On Mar 14, 2007, at 4:44 PM, Kashyap, Vipul wrote:
Alan,
You have proposed some modeling suggestions and of course alignment
with the OBO
relations ontology.
Other than expressing the semantics of these classes precisely, it
will be great
if you and someone in this group could identify the potential impact
of these modeling choices on:
- Enabling different types of integration that were not feasible
before
I think at the moment I am more concerned about data integration than
novel inferences, although I do expect a number of inference
demonstrations. I view the comments I'm providing as a way to deal
with some integration problems before they arise, but I think it will
be better shown once we start looking at specific queries.

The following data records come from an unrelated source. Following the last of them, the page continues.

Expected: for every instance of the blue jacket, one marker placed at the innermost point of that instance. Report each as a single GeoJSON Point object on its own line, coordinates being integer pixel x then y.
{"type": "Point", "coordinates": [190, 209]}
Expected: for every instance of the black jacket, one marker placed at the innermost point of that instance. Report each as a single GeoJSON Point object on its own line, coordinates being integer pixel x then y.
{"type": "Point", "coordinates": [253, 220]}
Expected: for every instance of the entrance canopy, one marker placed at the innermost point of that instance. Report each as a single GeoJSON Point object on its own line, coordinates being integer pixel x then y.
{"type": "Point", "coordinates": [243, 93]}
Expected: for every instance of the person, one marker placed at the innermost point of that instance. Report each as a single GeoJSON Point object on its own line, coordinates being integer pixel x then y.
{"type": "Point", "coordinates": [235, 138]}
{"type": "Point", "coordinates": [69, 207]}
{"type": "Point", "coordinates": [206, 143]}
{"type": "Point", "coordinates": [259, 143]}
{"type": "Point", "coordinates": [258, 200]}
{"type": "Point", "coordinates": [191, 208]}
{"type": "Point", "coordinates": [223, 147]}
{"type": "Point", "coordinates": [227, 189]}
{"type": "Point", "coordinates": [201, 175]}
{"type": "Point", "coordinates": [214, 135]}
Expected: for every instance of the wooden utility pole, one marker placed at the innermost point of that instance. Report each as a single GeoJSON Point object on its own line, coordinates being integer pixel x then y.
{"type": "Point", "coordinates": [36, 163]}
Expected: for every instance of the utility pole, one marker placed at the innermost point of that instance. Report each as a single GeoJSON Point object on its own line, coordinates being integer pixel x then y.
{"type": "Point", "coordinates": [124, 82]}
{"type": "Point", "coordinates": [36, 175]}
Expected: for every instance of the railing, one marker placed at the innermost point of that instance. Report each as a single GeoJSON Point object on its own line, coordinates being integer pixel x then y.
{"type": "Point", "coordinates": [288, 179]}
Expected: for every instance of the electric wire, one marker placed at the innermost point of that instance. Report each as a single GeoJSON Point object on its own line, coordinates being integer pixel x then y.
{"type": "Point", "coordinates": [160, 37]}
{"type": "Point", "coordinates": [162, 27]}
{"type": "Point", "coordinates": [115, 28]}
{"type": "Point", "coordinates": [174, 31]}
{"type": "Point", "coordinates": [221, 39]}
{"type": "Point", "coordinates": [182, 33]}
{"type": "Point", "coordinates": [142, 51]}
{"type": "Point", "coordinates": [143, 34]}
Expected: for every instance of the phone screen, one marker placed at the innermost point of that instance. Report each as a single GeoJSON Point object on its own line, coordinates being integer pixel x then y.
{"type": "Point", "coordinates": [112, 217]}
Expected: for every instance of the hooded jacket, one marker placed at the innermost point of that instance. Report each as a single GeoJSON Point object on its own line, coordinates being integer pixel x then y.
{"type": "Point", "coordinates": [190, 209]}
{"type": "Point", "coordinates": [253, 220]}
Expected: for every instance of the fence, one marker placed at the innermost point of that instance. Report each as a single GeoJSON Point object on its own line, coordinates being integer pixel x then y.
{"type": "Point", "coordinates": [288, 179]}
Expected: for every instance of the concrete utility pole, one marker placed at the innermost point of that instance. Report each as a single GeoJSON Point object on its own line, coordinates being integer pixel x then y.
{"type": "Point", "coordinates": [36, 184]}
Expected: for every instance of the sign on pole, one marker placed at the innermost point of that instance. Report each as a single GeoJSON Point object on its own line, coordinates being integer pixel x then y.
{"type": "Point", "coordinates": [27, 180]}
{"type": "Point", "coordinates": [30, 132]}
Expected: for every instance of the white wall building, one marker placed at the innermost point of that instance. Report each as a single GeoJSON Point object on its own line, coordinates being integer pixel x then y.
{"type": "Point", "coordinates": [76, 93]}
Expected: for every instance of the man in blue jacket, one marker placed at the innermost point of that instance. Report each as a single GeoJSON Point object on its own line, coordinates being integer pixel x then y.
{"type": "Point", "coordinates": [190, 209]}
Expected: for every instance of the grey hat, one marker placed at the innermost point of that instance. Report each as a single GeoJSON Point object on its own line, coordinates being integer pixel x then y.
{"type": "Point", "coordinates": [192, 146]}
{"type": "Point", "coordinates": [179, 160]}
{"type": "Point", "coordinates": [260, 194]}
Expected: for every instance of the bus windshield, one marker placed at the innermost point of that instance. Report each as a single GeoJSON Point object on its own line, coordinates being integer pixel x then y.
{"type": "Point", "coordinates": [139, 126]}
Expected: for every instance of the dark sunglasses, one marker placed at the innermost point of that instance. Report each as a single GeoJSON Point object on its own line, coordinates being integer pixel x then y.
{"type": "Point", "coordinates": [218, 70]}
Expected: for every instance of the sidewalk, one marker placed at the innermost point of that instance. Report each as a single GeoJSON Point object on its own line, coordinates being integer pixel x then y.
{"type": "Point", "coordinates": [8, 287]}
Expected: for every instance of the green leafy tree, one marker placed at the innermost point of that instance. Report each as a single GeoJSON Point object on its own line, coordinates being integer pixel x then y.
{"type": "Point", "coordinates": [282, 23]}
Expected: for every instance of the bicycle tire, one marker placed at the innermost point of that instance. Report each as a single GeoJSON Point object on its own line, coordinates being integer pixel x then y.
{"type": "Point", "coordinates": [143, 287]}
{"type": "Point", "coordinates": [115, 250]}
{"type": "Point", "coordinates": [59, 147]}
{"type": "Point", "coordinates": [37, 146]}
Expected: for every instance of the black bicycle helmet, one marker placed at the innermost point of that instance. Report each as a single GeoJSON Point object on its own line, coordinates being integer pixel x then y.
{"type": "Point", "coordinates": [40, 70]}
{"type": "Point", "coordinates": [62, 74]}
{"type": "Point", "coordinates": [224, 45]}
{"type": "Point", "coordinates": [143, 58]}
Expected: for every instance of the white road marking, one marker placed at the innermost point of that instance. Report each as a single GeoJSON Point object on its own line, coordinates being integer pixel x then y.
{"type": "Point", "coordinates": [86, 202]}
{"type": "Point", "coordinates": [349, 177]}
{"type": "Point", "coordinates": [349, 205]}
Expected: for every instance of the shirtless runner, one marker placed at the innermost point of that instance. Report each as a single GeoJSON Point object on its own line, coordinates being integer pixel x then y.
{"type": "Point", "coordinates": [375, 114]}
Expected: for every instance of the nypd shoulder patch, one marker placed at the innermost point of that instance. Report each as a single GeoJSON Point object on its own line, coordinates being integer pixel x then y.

The semantics, however, are somewhat more important, particularly
such things as clearly defining classes, distinguishing part of, is
a, and derives from, etc. Whenever they are mixed up we will get
some wrong answers when we questions using these relations.
Put another way, the goal might be stated as wanting to get both
*all* available answers to our questions, and *only* correct answers
to our questions, and both the above contribute to achieving that goal.
Regarding this sort of integration not being feasible before, I'd
stay away from that argument. I do hope to show that, as a matter of
fact, this sort of integration is rarely done, that it is possible to
do better with an acceptable level of effort, and that both the
semantic web tools and ethos help make it easier and more fruitful.
A small example of this was illustrated yesterday in the discussion
about dart grid. We were looking at mapping a column that recorded
gender as a text field with either the character "M" or "F". Now
typically, this is a distinction we wish to make in our ontologies,
and we would generally have a class (ideally the same class across
ontologies) to capture this distinction. In a standard object-
relational model, one could make M and F instead "object" by having a
second table, and a foreign key to that table to record the gender.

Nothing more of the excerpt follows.